Twenty years after the first major piece of UK legislation to deal with personal data the UK now has a new focal point for information law: the Data Protection Act (2018). The Act is the UK’s implementation of the General Data Protection Regulation (GDPR), enshrining it in UK law, clarifying the national derogations and extending data protection laws into areas not covered by the GDPR. You can find out more about the Data Protection Act via the Information Commissioner's Office (ICO), the information regulator in the UK.
The GDPR brings new rights for individuals and greater responsibilities for organisations that manage personal data. You can see how the IFoA has responded to these changes via our Privacy Notice and associated policies. If we process your personal data you can review how we manage your data, how we secure it and how to exercise any of your information rights under the Act.
The principles of the GDPR
There are seven principles under the GDPR:
- Lawfulness, fairness and transparency: the need to have a lawful basis for processing personal data and to be open with data subjects about how it will be used
- Purpose limitation: the requirement to specify at the outset the purpose of the processing and safeguards to prevent the use of the data for other purposes without consent
- Data minimisation: to ensure the data is adequate, relevant and limited to what is necessary for the processing
- Accuracy: that the data is up to date, and kept that way
- Storage limitation: the data should only be kept for as long as is necessary, and disposed of according to a set schedule
- Security: this requires that data is held in conditions where ‘appropriate technical and organisational measures’ are in place
- Accountability: this reflects the need to evidence compliance and take responsibility for processing data in line with the law
Separate provisions are made for the rights of the individual under the GDPR and the new Data Protection Act:
- The right to be informed: the provision of clear privacy information at the point of collection
- The right of access: the data subject's right to obtain a copy of any personal data held in a timely manner
- The right to rectification: the right to have data corrected or completed
- The right to erasure: the qualified right to have personal data permanently destroyed
- The right to restrict processing: the qualified right to have processing of personal data limited or stopped altogether
- The right to data portability: the right to have a copy of the data in a transferrable format
- The right to object: the qualified right to have data processing stopped in certain circumstances
- Rights in relation to automated decision making and profiling: rights around the use of profiiling and the right to challenge automated decision making
Resources and guidance
Following on from our risk alert at the start of 2018 further guidance was given in a specially commissioned event and webinar in London: 'Preparing for the GDPR'. This session provided an overview of the key elements of the GDPR for an actuarial audience. For guidance on specific matters relating to the position of data controllers or data processors where information is not available on the ICO website the ICO provide an enquiry service.

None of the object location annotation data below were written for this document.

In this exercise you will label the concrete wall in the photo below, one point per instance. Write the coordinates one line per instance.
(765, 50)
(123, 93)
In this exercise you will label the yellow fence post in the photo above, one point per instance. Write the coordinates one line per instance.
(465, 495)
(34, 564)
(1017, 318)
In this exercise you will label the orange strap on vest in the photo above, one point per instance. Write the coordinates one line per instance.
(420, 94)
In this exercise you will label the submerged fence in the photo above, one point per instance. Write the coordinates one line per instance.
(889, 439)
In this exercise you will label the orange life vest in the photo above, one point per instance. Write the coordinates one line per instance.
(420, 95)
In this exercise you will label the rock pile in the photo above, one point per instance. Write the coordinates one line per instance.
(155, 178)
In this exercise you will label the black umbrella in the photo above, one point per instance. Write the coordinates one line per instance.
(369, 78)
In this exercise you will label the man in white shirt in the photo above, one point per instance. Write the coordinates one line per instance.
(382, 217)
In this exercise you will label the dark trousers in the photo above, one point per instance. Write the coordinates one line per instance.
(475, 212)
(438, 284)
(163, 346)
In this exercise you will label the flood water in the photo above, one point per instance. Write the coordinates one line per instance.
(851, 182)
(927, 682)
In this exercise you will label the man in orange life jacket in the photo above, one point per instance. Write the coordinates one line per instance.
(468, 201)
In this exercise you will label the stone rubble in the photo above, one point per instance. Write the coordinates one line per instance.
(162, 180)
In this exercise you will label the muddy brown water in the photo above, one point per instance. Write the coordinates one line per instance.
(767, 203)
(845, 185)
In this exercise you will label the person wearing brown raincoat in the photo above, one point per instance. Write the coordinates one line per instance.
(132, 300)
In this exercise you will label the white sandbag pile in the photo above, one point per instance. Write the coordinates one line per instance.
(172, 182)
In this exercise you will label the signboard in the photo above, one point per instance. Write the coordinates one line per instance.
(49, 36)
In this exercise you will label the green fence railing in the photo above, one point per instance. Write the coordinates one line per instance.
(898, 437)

Research and further reading
As with any new legislation the GDPR and the 2018 Act will evolve as good practice, regulatory guidance and case law develop. If you are interested in different perspectives on information privacy law you can sign up for updates from the ICO, or search for papers and articles on the GDPR and related matters.
Clubs and societies
As with the 1998 Act small clubs and societies will require to maintain compliance with the GDPR and the new Act. Actuarial societies by their nature collect and store personal data and should take advantage of the guidance on the ICO website for small organisations. The guidance around the 'Right to be informed' provides a template for a revised Privacy Notice, the means by which organisations communicate their approach to the collection and ongoing management of personal data as well as individuals rights in relation to it. Societies should also be aware of the principles of the Act and the GDPR, in particular around purpose limitation, storage limitation and security.